I don’t feel angry. I’m not upset with any doctors or therapists who have helped us with Ivan’s care along the way. Nobody has purposely given us faulty information or has been negligent in any way. No one is at fault for anything. I don’t have anything to feel angry about.
I don’t feel hopeless. I’m not out searching for any “cures” or thinking that things will change dramatically for the better in the future, but that doesn’t mean I’m lost in hopeless despair either. I’m perfectly comfortable with where we are and I am doing my best to prepare for where we are going. That isn’t to say the future doesn’t scare the living crap out of me, but that’s not the same thing as being hopeless.
There is one feeling I do feel a lot. I do feel grateful. For all the help and support from my close friends. For family members who stand up for us and help us through tough times. And especially for Ivan’s strength and good nature. How one boy can be so strong and always smiling through so much is beyond me.

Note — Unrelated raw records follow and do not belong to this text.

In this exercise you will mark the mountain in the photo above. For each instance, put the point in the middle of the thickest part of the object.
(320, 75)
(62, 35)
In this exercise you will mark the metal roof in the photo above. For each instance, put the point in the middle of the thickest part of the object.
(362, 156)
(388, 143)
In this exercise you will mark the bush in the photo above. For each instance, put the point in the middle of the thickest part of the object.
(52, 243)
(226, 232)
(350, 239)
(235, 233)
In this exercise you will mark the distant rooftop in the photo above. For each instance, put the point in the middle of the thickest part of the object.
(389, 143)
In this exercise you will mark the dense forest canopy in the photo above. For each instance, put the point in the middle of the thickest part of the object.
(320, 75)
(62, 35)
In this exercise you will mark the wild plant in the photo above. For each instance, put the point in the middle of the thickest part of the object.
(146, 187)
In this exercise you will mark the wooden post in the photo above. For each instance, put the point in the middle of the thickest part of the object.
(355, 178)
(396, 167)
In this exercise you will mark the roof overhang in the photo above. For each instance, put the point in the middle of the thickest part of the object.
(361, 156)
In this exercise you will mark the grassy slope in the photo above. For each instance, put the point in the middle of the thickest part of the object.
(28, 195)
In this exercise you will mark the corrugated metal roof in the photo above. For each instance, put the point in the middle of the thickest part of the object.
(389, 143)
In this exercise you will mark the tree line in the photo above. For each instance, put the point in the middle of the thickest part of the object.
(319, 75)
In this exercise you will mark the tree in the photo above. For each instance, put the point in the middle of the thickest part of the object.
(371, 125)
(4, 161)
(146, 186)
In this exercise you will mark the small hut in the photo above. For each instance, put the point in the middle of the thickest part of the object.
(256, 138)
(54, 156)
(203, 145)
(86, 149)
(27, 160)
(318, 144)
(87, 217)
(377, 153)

So what can you do for a special needs mom who doesn’t seem to be feeling the bad feelings anymore? Maybe just let her be. Maybe it’s just a coping mechanism, maybe we should all face our fears and feelings with complete honesty and fully experience them. Or maybe life has a way of moving on past the “bad” things and we are able to find a new equilibrium. I wouldn’t say I’m numb or in denial. Maybe what looks like a “bad” life to others just feels like normal life for my family and we’re ok with it. Maybe I’m even happy.
The one piece of advice I would give is don’t make your non-feeling friend feel guilty. One of my friends came by after Ivan’s surgery and said, “You look good. Actually you look too good. Why do you look good? You should be falling apart.” What started out as a compliment, turned into a judgement of my demeanor. I don’t need to hear things like that. It does make me feel a bad feeling… annoyed.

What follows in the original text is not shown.